Another mayoral candidate blames Fulton County, and she’s not wrong. City Council President Felicia Moore said Fulton County courts are releasing too many accused criminals awaiting court dates. She’d cancel Bottoms’ plans to convert the city detention center into a “center for equity with community services,” and make it a lockup for Fulton’s catch-and-release program.
Moore’s approach is sound, taking criminals off the streets, but she also wants to crack down on nightclubs, which Gay also advocated. Code enforcement of unlicensed bars isn’t going to fix the crime problem. We know this because it didn’t work during Prohibition. It’s just a political ploy that will, at best, be a neutral distraction from actual crime fighting. I’m not sure where this “illegal nightclub” problem became a top-shelf issue, but there’s no evidence I’ve read that it had any transformative effect on violent crime.

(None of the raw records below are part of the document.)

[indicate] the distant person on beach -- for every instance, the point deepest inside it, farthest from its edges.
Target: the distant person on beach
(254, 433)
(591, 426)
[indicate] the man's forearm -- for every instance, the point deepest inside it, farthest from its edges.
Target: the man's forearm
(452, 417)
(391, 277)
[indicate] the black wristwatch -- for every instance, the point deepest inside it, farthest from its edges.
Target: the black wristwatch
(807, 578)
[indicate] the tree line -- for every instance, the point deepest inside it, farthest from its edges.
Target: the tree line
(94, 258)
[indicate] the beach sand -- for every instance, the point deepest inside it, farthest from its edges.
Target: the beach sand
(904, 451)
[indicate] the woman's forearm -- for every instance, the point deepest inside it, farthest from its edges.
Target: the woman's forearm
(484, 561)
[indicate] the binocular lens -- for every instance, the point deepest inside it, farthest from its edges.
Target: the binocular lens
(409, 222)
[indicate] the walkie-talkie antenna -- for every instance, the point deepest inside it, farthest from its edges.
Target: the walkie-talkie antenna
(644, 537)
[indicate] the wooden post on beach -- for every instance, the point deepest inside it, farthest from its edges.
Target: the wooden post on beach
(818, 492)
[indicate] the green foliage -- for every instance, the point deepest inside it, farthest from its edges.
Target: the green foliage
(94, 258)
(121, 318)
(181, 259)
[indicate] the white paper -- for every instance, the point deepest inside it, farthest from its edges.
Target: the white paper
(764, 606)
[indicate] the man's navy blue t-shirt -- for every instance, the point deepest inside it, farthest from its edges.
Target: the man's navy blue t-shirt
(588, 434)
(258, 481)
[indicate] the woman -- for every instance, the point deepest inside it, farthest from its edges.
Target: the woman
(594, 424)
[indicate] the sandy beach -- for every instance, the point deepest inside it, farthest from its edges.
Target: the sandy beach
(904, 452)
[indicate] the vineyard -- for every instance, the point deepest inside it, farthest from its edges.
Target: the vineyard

Finally, former Mayor Kaseem Reed, a contender for the most corrupt Atlanta mayor in history, whose campaign itself is being investigated by the federal prosecutors for violations of campaign laws, said a few words that mean nothing at all. The AJC quotes him:
“Every life lost represents a family mourning the loss of a mother, a father, a sister, or brother,” Reed said. “We cannot accept this loss of life as the new normal as violent crime continues to surge.
“This crisis requires hands-on leadership and an approach that is both tough and smart on crime,” he said.
Reed is leading in the polls, with Moore in second place, and a whopping 39 percent still undecided. It seems like, for now, saying as little as possible, using word-salad, is the winning approach. It also offers further evidence that some politicians are more immune to scandal than others.
There are, in fact, some real solutions that could work to significantly reduce Atlanta’s violent crime problem. If I had to choose the next mayor based on who has apparently done their homework, I’d go with Dickens. Dickens is polling at just 3 percent, way down in the field.
Most voters aren’t informed enough on the matter to decide on facts. They listen to what they want to hear. “Hands-on leadership,” “tough and smart,” are buzzwords. Unfortunately, buzzwords and just “talking the talk” won’t fix the problem.